Je voudrais vous faire part du cas d’une personne qui commence à travailler en France et qui souhaite poursuivre sa vie professionnelle dans un pays de l’Union européenne. Avant de partir, elle se renseigne et lit le règlement du Parlement européen et du Conseil portant sur la coordination des systèmes de sécurité sociale.
À l’article 12, intitulé « totalisation des périodes », elle apprend que « les périodes respectives d’assurance, d’emploi, d’activité non salariée ou de résidence accomplies sous la législation d’un État membre s’ajoutent aux périodes accomplies sous la législation de tout autre État membre, dans la mesure où il est nécessaire d’y faire appel en vue de l’application de l’article 6 du règlement de base, à condition que ces périodes ne se chevauchent pas ». La personne comprend alors que, dans le calcul de sa pension de retraite, il sera tenu compte des périodes d’activité effectuées dans chaque pays de l’Union européenne.
À un autre moment de sa carrière, la même personne part travailler aux États-Unis. Elle prend soin de consulter préalablement l’accord de sécurité sociale entre le Gouvernement de la République française et le Gouvernement des États-Unis d’Amérique. Elle relève alors un point précis : « L’institution française prend en compte les périodes d’assurance validées en vertu de la législation des États-Unis dans la mesure où elles ne se superposent pas à des périodes d’assurance validées en vertu de la législation française, tant en vue de déterminer l’ouverture du droit à prestations qu’en vue du maintien ou du recouvrement de ce droit ». Elle note également que « l’institution française détermine, d’après sa propre législation, si l’intéressé réunit les conditions requises pour avoir droit à une pension de vieillesse ».
Là encore, les choses sont très précises : si la personne a travaillé en France et aux États-Unis, les périodes qu’elle a passées aux États-Unis seront aussi comptées pour le calcul explicite de son taux de retraite en France.

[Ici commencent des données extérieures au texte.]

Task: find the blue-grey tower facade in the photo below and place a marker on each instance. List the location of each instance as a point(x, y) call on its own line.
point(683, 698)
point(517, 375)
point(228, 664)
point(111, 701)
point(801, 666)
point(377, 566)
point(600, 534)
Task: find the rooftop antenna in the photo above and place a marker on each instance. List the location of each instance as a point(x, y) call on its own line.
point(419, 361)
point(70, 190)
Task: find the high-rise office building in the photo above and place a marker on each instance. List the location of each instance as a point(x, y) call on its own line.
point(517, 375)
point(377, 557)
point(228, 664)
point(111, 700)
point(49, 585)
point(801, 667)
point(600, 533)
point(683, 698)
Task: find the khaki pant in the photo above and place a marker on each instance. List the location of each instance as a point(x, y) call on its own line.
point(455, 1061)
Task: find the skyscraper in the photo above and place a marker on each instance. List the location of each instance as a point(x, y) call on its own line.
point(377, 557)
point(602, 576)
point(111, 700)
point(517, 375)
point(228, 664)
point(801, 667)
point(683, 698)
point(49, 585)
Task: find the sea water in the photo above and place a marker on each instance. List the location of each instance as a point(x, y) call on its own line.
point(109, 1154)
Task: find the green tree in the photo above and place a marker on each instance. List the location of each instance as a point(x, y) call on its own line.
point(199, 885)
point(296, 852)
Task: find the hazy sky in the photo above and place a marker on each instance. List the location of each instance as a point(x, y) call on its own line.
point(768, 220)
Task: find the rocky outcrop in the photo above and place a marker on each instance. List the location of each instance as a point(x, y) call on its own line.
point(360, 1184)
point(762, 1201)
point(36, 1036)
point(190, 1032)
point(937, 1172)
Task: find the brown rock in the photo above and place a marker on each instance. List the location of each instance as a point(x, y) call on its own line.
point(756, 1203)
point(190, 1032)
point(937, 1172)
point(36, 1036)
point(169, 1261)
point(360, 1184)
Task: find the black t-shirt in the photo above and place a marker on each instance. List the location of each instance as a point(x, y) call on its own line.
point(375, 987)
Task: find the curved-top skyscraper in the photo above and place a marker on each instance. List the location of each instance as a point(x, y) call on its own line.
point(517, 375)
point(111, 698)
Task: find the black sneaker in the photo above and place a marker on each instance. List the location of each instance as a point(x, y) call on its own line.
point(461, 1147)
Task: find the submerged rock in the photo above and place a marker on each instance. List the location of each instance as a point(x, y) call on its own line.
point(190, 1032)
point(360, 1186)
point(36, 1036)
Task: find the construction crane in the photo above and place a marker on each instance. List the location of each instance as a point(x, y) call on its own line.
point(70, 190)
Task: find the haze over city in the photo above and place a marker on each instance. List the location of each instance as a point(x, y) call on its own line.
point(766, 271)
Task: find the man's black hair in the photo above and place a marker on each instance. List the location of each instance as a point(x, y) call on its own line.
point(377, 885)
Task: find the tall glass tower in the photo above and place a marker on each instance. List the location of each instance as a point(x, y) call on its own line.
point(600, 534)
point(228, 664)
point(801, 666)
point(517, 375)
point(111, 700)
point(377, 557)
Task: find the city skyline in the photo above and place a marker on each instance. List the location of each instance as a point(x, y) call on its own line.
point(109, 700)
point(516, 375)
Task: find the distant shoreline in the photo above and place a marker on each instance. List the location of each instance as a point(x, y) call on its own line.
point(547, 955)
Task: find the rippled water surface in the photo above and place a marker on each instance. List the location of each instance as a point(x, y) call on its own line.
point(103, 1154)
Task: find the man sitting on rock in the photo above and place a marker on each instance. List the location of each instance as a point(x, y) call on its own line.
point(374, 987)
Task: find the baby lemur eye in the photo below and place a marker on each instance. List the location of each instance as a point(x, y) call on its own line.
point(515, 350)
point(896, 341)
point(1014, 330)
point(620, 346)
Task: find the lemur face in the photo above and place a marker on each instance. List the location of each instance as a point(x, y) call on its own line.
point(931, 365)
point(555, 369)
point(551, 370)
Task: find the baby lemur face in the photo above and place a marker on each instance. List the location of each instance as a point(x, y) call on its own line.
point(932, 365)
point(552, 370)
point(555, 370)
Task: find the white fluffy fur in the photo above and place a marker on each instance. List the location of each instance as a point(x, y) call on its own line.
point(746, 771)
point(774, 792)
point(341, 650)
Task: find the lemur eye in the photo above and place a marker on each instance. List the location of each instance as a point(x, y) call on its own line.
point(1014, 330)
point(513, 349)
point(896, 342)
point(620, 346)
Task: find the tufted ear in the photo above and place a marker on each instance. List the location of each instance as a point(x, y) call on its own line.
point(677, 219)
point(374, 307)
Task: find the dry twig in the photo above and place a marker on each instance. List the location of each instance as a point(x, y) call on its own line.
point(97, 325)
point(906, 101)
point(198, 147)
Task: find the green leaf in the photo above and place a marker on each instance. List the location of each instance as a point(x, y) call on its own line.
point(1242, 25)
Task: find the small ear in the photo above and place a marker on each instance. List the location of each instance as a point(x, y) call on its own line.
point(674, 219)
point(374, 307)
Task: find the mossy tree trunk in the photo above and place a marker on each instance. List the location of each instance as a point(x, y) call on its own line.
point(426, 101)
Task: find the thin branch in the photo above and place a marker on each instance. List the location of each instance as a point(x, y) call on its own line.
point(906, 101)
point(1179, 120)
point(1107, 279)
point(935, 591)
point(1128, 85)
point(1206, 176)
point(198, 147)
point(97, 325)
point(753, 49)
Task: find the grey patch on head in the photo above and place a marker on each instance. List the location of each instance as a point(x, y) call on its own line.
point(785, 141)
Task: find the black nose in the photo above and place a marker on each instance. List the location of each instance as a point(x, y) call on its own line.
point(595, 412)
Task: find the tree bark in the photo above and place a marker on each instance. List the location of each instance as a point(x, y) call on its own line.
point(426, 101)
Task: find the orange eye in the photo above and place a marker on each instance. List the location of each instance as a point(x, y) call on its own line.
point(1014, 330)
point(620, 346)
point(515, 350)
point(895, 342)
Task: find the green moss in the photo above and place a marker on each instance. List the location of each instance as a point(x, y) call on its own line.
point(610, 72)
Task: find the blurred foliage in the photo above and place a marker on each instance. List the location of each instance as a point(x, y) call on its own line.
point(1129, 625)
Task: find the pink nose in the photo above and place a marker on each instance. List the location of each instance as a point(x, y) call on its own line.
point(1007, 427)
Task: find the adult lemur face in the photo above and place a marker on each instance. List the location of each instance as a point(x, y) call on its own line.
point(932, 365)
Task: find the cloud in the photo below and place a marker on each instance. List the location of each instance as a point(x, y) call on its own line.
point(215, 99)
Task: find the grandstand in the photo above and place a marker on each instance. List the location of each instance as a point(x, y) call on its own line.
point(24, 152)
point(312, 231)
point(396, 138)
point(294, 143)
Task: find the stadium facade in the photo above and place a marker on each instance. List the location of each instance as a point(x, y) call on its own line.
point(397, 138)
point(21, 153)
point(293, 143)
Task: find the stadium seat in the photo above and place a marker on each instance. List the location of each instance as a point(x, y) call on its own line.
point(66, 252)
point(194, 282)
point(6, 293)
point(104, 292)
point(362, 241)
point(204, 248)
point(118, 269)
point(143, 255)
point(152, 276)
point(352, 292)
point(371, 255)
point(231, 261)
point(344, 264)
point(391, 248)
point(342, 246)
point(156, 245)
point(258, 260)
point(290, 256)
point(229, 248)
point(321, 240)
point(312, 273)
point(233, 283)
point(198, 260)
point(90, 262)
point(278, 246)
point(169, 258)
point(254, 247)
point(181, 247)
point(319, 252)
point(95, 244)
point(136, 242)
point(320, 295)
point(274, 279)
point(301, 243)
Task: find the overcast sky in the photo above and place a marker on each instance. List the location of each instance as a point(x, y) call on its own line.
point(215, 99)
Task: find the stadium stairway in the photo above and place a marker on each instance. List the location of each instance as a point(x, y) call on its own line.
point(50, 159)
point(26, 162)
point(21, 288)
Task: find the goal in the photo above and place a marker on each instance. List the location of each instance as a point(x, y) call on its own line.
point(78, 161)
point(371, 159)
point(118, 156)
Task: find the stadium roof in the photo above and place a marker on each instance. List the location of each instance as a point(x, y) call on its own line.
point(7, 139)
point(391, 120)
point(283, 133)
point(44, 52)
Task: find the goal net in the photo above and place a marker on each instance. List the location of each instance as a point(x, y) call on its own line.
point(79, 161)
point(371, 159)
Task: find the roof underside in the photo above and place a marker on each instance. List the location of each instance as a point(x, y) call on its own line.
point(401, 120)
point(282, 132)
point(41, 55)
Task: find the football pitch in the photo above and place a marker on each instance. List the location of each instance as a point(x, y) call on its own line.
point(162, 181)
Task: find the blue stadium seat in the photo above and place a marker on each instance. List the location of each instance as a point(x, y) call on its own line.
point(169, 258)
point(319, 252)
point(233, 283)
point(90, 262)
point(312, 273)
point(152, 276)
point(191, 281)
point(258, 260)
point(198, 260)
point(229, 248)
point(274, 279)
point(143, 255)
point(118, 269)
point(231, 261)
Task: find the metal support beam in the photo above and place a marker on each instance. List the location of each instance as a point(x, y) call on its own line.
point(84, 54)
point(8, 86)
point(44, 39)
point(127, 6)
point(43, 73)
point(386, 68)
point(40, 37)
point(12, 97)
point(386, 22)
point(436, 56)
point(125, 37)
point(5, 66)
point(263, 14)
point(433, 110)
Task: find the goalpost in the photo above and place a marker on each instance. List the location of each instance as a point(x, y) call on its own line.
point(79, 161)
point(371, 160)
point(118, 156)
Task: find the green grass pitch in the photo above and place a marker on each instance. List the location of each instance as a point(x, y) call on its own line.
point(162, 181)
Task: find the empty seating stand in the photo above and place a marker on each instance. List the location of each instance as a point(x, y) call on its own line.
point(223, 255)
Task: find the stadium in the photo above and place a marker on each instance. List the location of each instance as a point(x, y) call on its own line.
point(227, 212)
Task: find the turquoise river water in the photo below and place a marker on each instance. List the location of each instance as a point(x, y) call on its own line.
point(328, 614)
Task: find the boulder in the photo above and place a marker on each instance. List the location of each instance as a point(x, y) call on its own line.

En réalité, la personne s’est trompée, parce que les conventions fiscales et les règles de l’Union européenne en la matière ne se conjuguent pas. Cette absence de cadre pour conjuguer les conventions fiscales pose un réel problème puisqu’elle pénalise la mobilité des travailleurs, qui, au regard du nombre de trimestres cotisés en vertu des conventions fiscales, pourraient éventuellement remplir les exigences d’un taux plein. Il faut donc que ces travailleurs fassent un choix entre les différentes conventions fiscales qui s’appliquent à eux.
Dans un arrêt de principe du 28 mars 2003, la cour d’appel de Caen, confirmant la décision du tribunal des affaires de sécurité sociale du 22 février 2002, affirme que, si le champ d’application des conventions bilatérales ne vise, par définition, que les deux pays signataires, « aucune règle issue du droit national, communautaire ou international ne s’oppose à l’application conjointe de deux accords bilatéraux […] et aucune règle, ni même aucune contrainte d’ordre technique, n’impose en l’espèce qu’un choix entre le bénéfice de l’un ou de l’autre soit effectué par l’assuré susceptible de bénéficier de l’un et de l’autre ».
L’amendement, qui tient compte de cet arrêt, vise non pas à faire peser sur nos partenaires avec lesquels nous avons signé des conventions de sécurité sociale un engagement que la France aurait pris lors de la signature d’une autre convention, mais à rendre compatibles les engagements que la France a pris vis-à-vis de plusieurs de ses partenaires. Il tend à corriger cette anomalie en permettant aux caisses de retraite de prendre en compte l’ensemble des années de cotisation, ce qui est de plus en plus indispensable compte tenu des nouvelles exigences de durée de cotisation pour bénéficier d’une retraite à taux plein.
C’est la raison pour laquelle je défends cet amendement, mes chers collègues, que je vous demande d’adopter au nom de la défense de la mobilité.